Our backups have failed over the last few days, when we go to the unit in the morning, the tape has already ejected and a 'media mount failed' error description is reported by Veritas.

I am currently backing 350GB using 200GB tapes that can hold up to 400GB when compressed. I have a feeling that the 400GB is the maximum and may only be achievable under certain conditions.

Does anyone know if this is the case, it looks like I am going to upgrade to the 800GB beast!

Many thanks

Naz
 
I'm impressed if you're getting 350 GB out of 200 GB tapes. It's really foolish in my opinion to base your backup capacity planning on advertised compressed capacities of tape. It's RARE you see 2:1 compression - it's rare you see 1.5:1 compression if you're backup up "normal" data such as office documents and related information. Some databases can use compression better, but if you want to be safe, IGNORE the compression numbers - only pay attention to the NATIVE capacity of the tapes.
 
I understand what you are saying, but this is what I've got to play with, plus am working for a charity where funding is always an issue.

I have talked my boss into a 400GB LTO drive, but it wont be long before we hit the limits on this.

Thanks for the comments.
 
I agree with 'lwcomputing' in that I've never seen a 2:1 compression, either software or hardware, and depends on the type of data in which you backup. I've noticed that backups of Mac OS X don't seem to compress as well, along with all of our software backups (ISO images pretty much already compressed).

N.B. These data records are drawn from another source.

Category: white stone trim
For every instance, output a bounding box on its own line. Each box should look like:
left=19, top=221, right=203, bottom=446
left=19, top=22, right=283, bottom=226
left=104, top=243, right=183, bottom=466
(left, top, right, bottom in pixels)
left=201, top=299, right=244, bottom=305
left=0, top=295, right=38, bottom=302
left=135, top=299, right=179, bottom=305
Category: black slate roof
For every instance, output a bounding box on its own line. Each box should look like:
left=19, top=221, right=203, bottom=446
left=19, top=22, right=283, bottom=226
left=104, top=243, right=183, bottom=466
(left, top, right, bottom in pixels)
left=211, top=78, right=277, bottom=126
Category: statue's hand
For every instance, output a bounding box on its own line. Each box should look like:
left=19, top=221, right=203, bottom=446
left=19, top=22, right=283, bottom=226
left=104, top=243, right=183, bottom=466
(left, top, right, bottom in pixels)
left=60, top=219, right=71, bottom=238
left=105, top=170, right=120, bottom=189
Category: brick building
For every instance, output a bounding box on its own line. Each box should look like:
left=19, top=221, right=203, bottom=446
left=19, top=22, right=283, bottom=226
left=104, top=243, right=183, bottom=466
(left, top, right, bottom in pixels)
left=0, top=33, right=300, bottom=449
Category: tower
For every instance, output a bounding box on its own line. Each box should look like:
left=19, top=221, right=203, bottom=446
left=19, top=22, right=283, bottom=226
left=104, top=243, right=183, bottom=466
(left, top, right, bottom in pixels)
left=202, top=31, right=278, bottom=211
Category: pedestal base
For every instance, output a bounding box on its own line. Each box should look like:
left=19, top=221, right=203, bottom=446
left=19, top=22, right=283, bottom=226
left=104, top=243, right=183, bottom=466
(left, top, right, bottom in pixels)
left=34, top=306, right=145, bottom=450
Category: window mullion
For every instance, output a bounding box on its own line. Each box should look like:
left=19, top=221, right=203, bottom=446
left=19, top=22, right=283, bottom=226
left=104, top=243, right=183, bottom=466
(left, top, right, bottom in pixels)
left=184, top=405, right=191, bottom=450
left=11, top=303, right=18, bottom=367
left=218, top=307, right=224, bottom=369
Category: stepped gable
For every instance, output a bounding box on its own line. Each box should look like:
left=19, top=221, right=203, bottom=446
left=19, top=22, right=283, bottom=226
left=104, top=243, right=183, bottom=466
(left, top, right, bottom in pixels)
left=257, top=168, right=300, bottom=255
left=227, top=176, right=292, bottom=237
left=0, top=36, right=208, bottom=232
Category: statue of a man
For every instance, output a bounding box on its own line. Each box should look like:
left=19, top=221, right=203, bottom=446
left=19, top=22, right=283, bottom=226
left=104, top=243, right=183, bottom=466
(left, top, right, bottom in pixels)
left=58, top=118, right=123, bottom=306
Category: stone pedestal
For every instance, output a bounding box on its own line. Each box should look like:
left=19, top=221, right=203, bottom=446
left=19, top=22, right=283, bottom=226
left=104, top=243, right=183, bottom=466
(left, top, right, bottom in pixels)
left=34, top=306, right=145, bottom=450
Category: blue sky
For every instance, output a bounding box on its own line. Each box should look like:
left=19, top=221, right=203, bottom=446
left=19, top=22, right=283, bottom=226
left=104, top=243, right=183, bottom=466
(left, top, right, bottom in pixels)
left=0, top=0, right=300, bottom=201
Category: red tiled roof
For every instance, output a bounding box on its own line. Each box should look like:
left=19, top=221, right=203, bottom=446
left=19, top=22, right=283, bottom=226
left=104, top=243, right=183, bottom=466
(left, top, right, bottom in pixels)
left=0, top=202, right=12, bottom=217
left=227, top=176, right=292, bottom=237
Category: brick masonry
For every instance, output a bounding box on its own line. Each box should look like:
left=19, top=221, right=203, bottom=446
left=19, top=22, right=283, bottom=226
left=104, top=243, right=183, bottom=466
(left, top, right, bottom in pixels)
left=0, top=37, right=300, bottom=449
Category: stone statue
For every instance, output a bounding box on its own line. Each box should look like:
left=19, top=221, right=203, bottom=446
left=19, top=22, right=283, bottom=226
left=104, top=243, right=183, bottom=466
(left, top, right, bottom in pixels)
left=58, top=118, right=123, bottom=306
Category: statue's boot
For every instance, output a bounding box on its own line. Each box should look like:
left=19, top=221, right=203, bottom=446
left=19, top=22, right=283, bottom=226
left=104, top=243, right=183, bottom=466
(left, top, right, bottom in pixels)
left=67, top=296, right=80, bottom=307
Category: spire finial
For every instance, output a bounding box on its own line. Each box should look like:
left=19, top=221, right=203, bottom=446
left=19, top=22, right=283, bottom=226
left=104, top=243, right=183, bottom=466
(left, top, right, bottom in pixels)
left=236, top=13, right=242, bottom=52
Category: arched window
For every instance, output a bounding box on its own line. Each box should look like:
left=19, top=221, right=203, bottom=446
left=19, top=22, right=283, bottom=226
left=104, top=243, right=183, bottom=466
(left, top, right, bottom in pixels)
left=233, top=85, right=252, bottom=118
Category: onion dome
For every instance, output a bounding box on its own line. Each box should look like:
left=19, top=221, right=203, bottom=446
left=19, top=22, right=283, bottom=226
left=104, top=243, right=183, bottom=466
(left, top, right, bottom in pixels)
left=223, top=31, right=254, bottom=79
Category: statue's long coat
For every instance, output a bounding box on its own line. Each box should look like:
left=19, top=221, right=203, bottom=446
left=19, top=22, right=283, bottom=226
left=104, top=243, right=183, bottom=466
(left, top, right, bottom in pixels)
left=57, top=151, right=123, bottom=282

For jobs over 250 gb I have 2 tapes just incase.
 
Use compression ONLY if you must ($20 buck is cheap for 200Gb tape) see - Ebay)
We have found that using compression of data to the tape takes alot longer to backup, and alot longer to restore due to the mathematical overhead required for that feature - and it isn't reliable. The data is just packed too tightly together, which leads to eventual bit-migration across the surface of the media and data loss.

Our motto: "Use it if you can afford to lose it"

Buy a bunch of additional tapes and be safe ;-)
 
I am able to get anywhere from 200GB to 600GB on an LTO2 tape, depending on what is being backed up. I have seen as high as 900GB on a single LTO2 tape.

Databases (exchange, sql, oracle etc) don't typically compress well. I see the most compression on servers where I really am just backing up the file system.

We are going to LTO4 in the next few weeks. If anyone has any experience that they would like to share regarding compression ratios with LTO4, I would love to hear them.
 
You could always explore a D2D backup option? Native capacity of SATA HD's is at 1 TB. And no expsnive tape drive to purchase. No SCSI cards to purchase.

Check out CRU-Data Port. They have some interesting hot swap USB hard drive solutions that might work a little better than your tapes and take the whole compression issue out of the equation. The speed is good too because they are USB 2.0.